Let’s start this story with a little background. When we first moved to Waimea on the Big Island, we found ourselves one Saturday at the Parker School Farmers Market. As we walked into the market a man in the first tent on the right said “Would you like some free coffee?” Now I’m not cheap, but he had just used 2 of my favorite words in the same sentence: coffee and free.
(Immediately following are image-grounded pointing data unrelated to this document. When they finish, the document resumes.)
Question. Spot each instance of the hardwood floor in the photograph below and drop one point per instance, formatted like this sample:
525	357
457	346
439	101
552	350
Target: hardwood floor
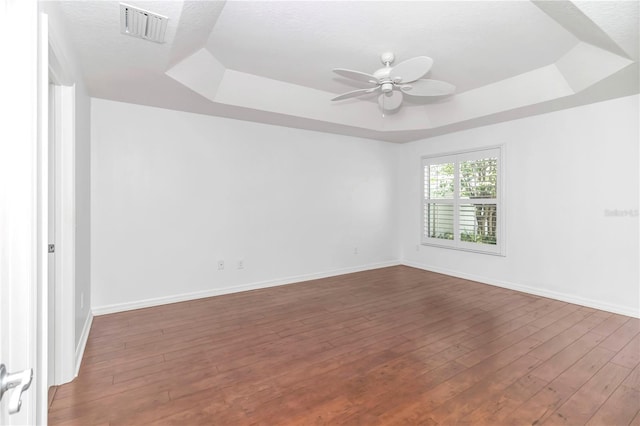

We tried the Javaloha label coffee by White Mountain Coffee Co. We tried the medium and the dark roast. The medium I was impressed with. The dark roast blew me away. I have had some great coffees over the years: Kenyan, Jamaican, Kona, and the list goes on. I even had a friend in Guatemala who took over his dads farm, converted it to coffee, grew everything all natural and off the grid (solar powered, catchment water, hand processed). That had been the best cup of coffee I had ever had. Anytime he was in town I would purchase a couple pounds. Over the ensuing months I would enjoy a French press every few days of something which truly tantalized my taste palette. Hmmmmmmm.
I enjoyed the coffee so much that I eventually had to ween myself off, because my body was becoming too acidic. So when I tell you I enjoy coffee I have to impress upon you, I truly enjoy good coffee. Never will you see me jonesing for coffee. It has little to do with the caffeine. I’m all about the dark robust flavor. It’s the same reason I enjoy a robust dark beer like Moysons Irish Red Ale or ice cream with extra chocolate sauce. I enjoy the light Kenyan brewed coffees on occasion. But my leaning is towards a darker roast and bolder flavor with a touch of organic raw sugar. I like my coffee like I like my wife, hot, sweet, and dark. My little Persian Princess.
When I met this Javaloha label coffee I was impressed. When I heard the story about how the coffee is grown and processed, off the grid and by hand, my impression deepened. Then John told me how the coffee cherries, the name for the coffee bean in its husk, are hand picked by a Micronesian church and they take their proceeds and share them with the less fortunate throughout the South Pacific. Then my cynicism met my hope that there is still a place in the world and people in this world who understand how to “do it right.” It sounded like a Starbucks commercial. I was waiting for the salesman to come out and try to sell me 100 pounds of coffee at $75/pound…. But, it didn’t happen. I asked John what I owed him for the coffee. He simply said it was aloha, a gift of love, no cost. “WHAT?!?!?” Could this be real? Am I still alive? Pinch me. You are actually giving away cups of the best coffee I have ever had? Well obviously you are limiting them to 1 cup, right? No, do you want some more? This was how I became introduced to Javaloha label coffee by White Mountain Coffee Co.